Hugh Wilson

Personal information
- Full name: Hugh Wilson
- Date of birth: 5 August 1859
- Place of birth: Mauchline, Scotland
- Date of death: 14 December 1946 (aged 87)
- Place of death: Dumbarton, Scotland
- Position(s): Right back; Centre half;

Senior career*
- Years: Team / Apps / (Gls)
- 1877–1884: Mauchline
- 1884–1886: Dumbarton

International career
- 1885: Scotland / 1 / (0)

= Hugh Wilson (Scottish footballer) =

Scottish footballer

Hugh Wilson (5 August 1859 – 14 December 1946) was a Scottish international footballer who played for Dumbarton in the 1880s.

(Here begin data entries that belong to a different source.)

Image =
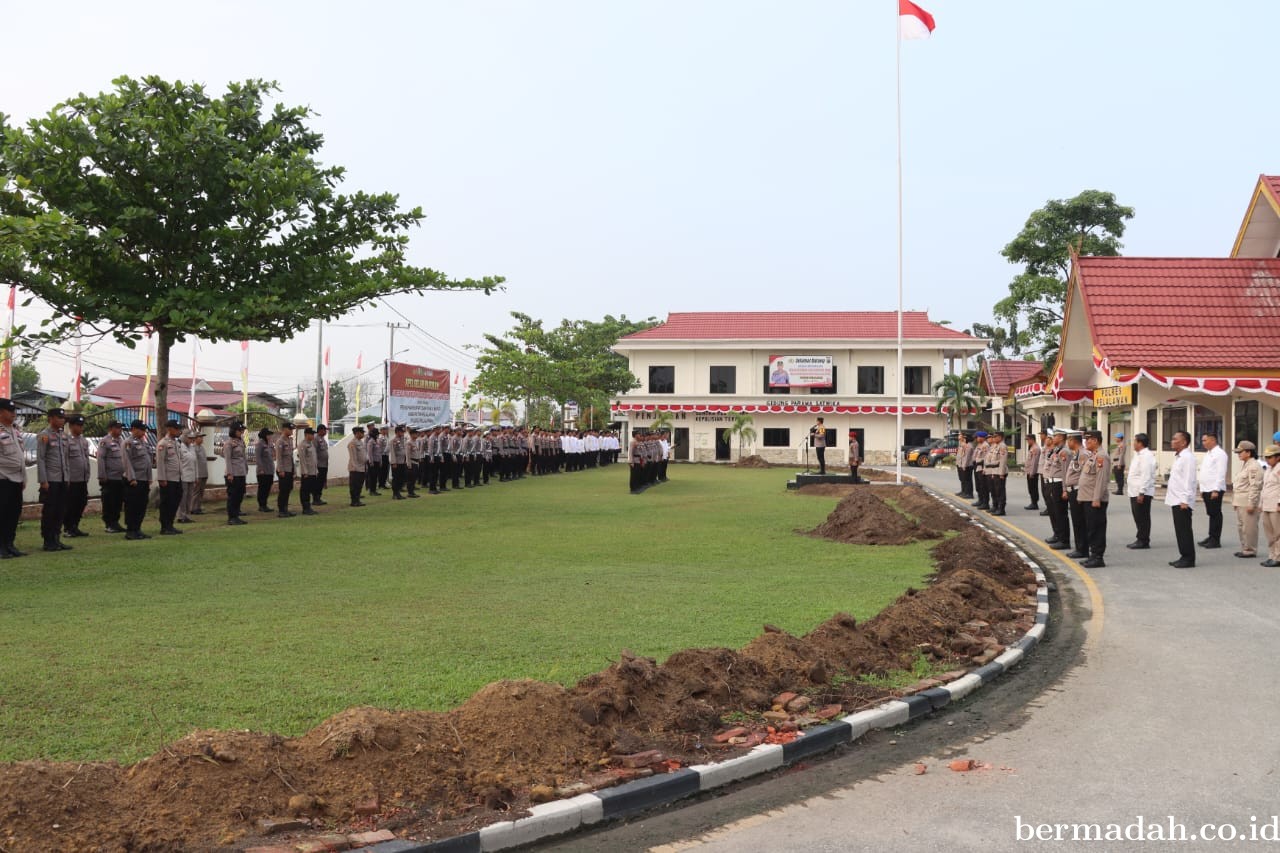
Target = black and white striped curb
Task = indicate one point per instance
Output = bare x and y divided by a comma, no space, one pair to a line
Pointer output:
563,816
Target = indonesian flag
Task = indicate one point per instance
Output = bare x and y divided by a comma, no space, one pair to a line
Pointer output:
913,22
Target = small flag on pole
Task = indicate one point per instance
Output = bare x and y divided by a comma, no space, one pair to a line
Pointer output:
913,22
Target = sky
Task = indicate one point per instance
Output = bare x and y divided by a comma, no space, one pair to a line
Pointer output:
632,159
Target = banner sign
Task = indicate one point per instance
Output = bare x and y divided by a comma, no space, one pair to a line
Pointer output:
799,372
417,396
1112,397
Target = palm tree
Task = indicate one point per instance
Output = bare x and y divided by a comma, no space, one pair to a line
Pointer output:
958,393
744,430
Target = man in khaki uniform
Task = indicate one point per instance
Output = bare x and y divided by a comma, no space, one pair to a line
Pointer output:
1093,493
1246,498
13,478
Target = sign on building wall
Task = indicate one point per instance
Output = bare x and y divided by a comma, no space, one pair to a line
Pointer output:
799,372
417,395
1112,397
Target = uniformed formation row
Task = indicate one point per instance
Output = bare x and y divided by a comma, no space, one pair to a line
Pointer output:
1074,470
408,457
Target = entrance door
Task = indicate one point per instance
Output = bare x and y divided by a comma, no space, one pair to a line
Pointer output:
681,447
722,452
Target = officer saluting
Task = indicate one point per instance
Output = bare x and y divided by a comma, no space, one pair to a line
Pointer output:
137,473
51,470
13,478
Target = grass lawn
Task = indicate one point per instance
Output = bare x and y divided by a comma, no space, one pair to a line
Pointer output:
115,647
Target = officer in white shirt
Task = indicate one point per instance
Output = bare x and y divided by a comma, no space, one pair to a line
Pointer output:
1212,483
1180,497
1139,486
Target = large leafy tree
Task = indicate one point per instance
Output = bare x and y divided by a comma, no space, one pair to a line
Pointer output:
571,361
1092,223
158,206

He began his career at hometown club Mauchline and was playing for them in 1878 when they won the Ayrshire Cup, and represented the county in several of the regional challenge matches which were played in that era against the likes of Edinburgh and Birmingham. He moved to Dumbarton in 1884.

Wilson was capped once by Scotland when he played against Wales on 23 March 1885. He was included in the team as a late replacement for his Dumbarton colleague Leitch Keir, with the appearance wrongly attributed to Keir in most reference books for several decades afterwards.